I have had good luck so far with the Soviet made surplus. Some of the China stuff is good, but unless you like to gamble and have time and money to have to order again I would recommend the Ukraine versions.

My name is Brian and I'm a toolaholic.
 
While I don’t know about the quality of the reamers mentioned above there are a couple of things you might want to check out before ordering a reamer of any kind.

About 35 or more years ago my father ordered a carbon steel # 3 Morse taper hand reamer to repair a customer’s drill press spindle only to discover that the reamer bottomed out on the end of the taper where the slot was made for the drill tang so we had to grind back the reamer that would have been fine if the spindle had been a through hole as on a lathe spindle .
Once the reamer end was ground back we discovered that the spindle end had been case or induction hardened .
While not as hard as the reamer its self , the reamer would hardly bite into the taper and was dull after just a few turns in the hole.

Before ordering it might be worth your while to check the hardness of the spindle and compare the measurements of the spindle with those of the reamers available to be sure it is large enough at the tip to allow you to ream out the hole without bottoming on the knockout slot if there is one.
Perhaps a little careful hand work stoning off the offending ridges with a round or half round oil stone or some emery cloth wrapped around a Morse taper shank with no tang on it might be worth a try first.

If the spindle is quite hard and and the cost isn’t too high it might be worth looking into having it cleaned up on an internal grinder.
I seem to recall reading somewhere on this forum a while ago that someone had their milling machine spindle taper reground by a company that I think may have been Wells Index for a reasonable cost.
Maybe someone else will know about this.
Regards ,
Jim
P.S.
Rebuild and Maintenance — Wells-Index Milling Machines
 
Thanks for the replies.
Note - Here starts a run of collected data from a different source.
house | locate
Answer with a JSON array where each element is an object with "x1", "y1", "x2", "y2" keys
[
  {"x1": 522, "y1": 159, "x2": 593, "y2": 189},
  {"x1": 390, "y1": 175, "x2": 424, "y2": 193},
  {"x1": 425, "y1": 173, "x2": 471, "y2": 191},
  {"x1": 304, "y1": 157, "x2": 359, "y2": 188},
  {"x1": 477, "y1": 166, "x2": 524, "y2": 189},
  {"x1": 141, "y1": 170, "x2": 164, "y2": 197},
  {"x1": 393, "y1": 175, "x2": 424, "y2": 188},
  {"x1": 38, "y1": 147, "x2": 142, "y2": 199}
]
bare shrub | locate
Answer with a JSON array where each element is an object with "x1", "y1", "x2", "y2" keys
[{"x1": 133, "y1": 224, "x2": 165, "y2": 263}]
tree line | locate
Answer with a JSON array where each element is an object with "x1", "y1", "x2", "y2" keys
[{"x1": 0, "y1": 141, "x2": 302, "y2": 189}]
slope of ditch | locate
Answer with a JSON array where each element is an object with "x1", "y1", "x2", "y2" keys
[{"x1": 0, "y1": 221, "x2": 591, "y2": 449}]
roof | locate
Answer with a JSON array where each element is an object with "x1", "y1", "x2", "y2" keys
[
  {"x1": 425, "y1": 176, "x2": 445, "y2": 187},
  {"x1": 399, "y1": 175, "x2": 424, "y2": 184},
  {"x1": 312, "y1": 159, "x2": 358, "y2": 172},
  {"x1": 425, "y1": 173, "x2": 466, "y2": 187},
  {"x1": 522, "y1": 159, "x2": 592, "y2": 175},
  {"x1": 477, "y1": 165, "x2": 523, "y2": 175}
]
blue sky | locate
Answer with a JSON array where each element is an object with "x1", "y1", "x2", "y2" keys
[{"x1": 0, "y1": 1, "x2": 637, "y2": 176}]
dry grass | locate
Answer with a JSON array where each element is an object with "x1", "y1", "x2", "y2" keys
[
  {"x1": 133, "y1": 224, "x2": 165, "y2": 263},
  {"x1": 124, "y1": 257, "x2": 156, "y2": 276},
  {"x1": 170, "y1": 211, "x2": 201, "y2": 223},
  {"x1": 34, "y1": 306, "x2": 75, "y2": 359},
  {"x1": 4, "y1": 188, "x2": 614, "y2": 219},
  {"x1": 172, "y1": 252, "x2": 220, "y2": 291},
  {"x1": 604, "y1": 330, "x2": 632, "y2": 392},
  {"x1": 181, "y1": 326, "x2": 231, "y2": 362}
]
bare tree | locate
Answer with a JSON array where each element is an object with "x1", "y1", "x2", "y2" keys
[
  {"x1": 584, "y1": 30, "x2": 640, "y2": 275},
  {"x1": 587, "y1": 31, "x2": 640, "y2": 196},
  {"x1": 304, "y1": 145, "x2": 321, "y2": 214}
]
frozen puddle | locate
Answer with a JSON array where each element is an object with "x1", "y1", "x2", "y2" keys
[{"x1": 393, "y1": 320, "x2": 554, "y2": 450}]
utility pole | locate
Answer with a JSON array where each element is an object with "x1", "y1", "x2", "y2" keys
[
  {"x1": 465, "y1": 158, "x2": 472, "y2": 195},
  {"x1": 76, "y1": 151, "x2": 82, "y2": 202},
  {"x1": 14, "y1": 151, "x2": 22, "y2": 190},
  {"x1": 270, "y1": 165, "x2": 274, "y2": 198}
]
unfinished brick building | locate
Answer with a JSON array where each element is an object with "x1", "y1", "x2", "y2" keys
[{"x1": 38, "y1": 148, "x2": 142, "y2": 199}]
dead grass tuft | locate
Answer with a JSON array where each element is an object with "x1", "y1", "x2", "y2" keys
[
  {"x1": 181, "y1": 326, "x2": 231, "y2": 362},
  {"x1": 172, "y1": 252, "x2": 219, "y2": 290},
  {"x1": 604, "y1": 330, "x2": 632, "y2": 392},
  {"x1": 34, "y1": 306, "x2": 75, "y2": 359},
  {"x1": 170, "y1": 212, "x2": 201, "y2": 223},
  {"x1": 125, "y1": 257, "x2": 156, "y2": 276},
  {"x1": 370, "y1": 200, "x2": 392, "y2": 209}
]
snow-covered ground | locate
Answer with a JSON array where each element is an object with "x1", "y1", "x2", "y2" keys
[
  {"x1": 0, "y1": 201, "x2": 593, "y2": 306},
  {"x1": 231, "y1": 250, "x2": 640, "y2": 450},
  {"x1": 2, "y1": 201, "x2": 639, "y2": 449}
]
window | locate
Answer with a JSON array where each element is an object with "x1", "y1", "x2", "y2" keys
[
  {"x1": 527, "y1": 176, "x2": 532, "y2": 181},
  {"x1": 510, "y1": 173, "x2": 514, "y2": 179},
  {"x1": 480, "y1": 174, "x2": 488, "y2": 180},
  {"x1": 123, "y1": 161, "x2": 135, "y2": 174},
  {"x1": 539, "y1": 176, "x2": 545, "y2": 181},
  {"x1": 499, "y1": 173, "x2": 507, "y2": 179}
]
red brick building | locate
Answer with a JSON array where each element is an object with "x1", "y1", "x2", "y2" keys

Spindle doesn't appear to be hardened so cleaning up with a reamer seems feasible.

And now for the rest of the story...

I stuck an indicator on the OD of the spindle and got about 7 thou of runout. I then pushed on the spindle with it extended from the quill about 8 inches and was able to move it back and forth about 6 thou. I wasn't horsing on it too hard just pushing with one arm. In contrast, my 22 inch buffalo forge camel back has less than a thou of runout so the Cleerman's runout seemas a bit excessive.

I'm thinking i need to see about new spindle bearings yes?? If so, i'm thinking i should wait until i address the spindle runout problem before i attempt to true up the taper. From what i've been able to discern from the archives, spindle runout of one thou or less is acceptable for a drilling machine.

Please advise.
MArk
 
When we first got our old Royersford Excelsior, the spindle bearing (ran directly in the cast-iron quill IIRC) was loose. I took quill out, removed rack, chucked it in 4-jaw chuck of 10" South bend lathe, supported the end in steady-rest, and bored both ends oversize for new off-the-shelf bronze bushings. Problem solved.
 
A reamer is not the tool to remove burrs. The bur pushes the reamer away, and it cuts a bit on the opposite side of the recess, where you do not want it to.

Mostly you stone burrs down individually with a stone on a stick. There should be plenty of good taper surface left, which you do not need to cut with a reamer.

Seems like you have two issues. Burrs on the taper, and sloppy brarings that the quill moves in. Maybe also a bend in the spindle, since normally the OD is quite true.

Stone down the burrs, then check the ID of the spindle taper with a DTI as you turn the spindle. Do a couple places, that will help determine if there is a bend.
 
I have had good luck reconditioning tapers in older lathes with reamers. In my experience it isn't practical to stone damage from a badly galled taper. I like to bore and then ream to final size, if possible. I have however just used a reamer, on several occasions, to clean up damaged tapers.

My name is Brian and I'm a toolaholic.